Legal
Sub-processors
Vendors that process personal data on our behalf to operate Chalk. Each is bound by data-processing terms and may only act on our instructions.
We will update this page before adding or replacing a sub-processor. To be notified by email when this list changes, contact contactus@thinkerbelllabs.com.

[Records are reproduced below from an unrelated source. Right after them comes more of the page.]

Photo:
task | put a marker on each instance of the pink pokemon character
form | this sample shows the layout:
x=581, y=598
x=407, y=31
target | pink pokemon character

| Sub-processor | Purpose | Data categories | Location | Safeguards |
|---|---|---|---|---|
| MongoDB (self-hosted or Atlas) | Primary database. Stores user accounts, notes, folders, library metadata, device pairings, and encrypted Google Drive refresh tokens. | Account data, notes, folders, library metadata, device records, encrypted OAuth refresh tokens. | Deployment-specific (e.g. local server in India, or a MongoDB Atlas region you configure). | Authentication required, encryption at rest on the data volume or Atlas M10+, Standard Contractual Clauses where applicable. |
| Redis | Short-lived cache and rate limiting for the Go API server. Holds per-IP request counters, session-version cache entries, and sync-trigger flags. | Client IP addresses in rate-limit keys; user identifiers in cache keys (session version number only, not note content). | Deployment-specific (e.g. co-located with the API server). | Automatic TTL expiry on all keys; no long-term storage of personal content. |
| Amazon Web Services (S3) | Temporary encrypted object storage for library files (.txt, .brf, .epub) queued for Tactera download until the device acknowledges receipt or the retention period expires. | Library file binaries and associated metadata keys (user and import identifiers in the object path). | Deployment-specific (e.g. ap-south-1 when configured for India). Required for File Transfer. | SSE-S3 (AES-256), private bucket, IAM least-privilege access from the Chalk API only, deletion on device ACK and scheduled purge. |
| Google LLC | OAuth identity provider and (optionally) Google Drive storage when the user connects Drive. | Email address, Google account ID, Drive file IDs, file contents that the user explicitly imports or exports. | Global Google infrastructure. | Google Cloud DPA, Standard Contractual Clauses. |
| Email delivery provider (SMTP, e.g. Mailgun) | Sends transactional email: sign-in one-time codes, magic links, Google sign-in verification codes, and (for legacy accounts) password-reset links. | Your email address and the content of the message (including a single-use code or link). Delivery logs may be retained by the provider per their policy. | Provider-dependent (configure region in your Mailgun or SMTP account). | TLS in transit, written data-processing terms where offered by the provider. |
| UserWay (optional) | In-browser accessibility widget when NEXT_PUBLIC_USERWAY_ACCOUNT is configured by the operator. | May process usage and accessibility-preference data per UserWay's policy. Loaded only in the web frontend. | United States (UserWay CDN). | Operator-controlled; widget can be disabled by leaving the account ID unset. |
| Hosting provider | Compute that serves the Next.js web frontend and the Go API server (and the internal braille translation sidecar). | All Chalk web and API traffic, including authentication cookies and API requests. Application data is persisted in MongoDB and S3, not on the compute host beyond ephemeral request handling. | To be confirmed per production environment. | Standard Contractual Clauses, TLS in transit. |
Sub-processor changes
Material changes to this list (adding a new vendor or replacing an existing one) will be announced at least 14 days in advance unless we are required to act sooner for security, legal, or business-continuity reasons.